Note: Slightly paraphrased.

In this above picture I am a bit confused when I try to compare it with how things would like in Newtonian case. In the Newtonian case, we assume that there is an absolute time function, so that suggests that even when we implant the coordinate grid of an observer whose coordinate grids are $(\tilde{t},\tilde{x})$ onto the $(t,x)$ plane, we should have the $\tilde{t}$ axis coinciding with the $t$ axis.

However, according to Schutz's arguement, it suggests that axis of second observer should be bent relative to first observer even Newtonian case.
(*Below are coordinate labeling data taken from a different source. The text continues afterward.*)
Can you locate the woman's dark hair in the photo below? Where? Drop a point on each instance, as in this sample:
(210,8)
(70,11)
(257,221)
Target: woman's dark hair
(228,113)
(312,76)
Since the points of $\tilde{x}=0$ would still be a sloped line against the time axis.

What am I missing here?

Related

Answer 1

On a Newtonian or Galilean Spacetime diagram (the PHY 101 position vs time graph), the circle is a horizontal line in your diagram. (In a Minkowski diagram, the circle is a hyperbola.)

Lines of simultaneity (which correspond to the definition of “perpendicular” to inertial worldlines) are defined by tangents to circles.

In the Galilean case, all tangents to the unit Galilean circle conincide. This implies absolute time.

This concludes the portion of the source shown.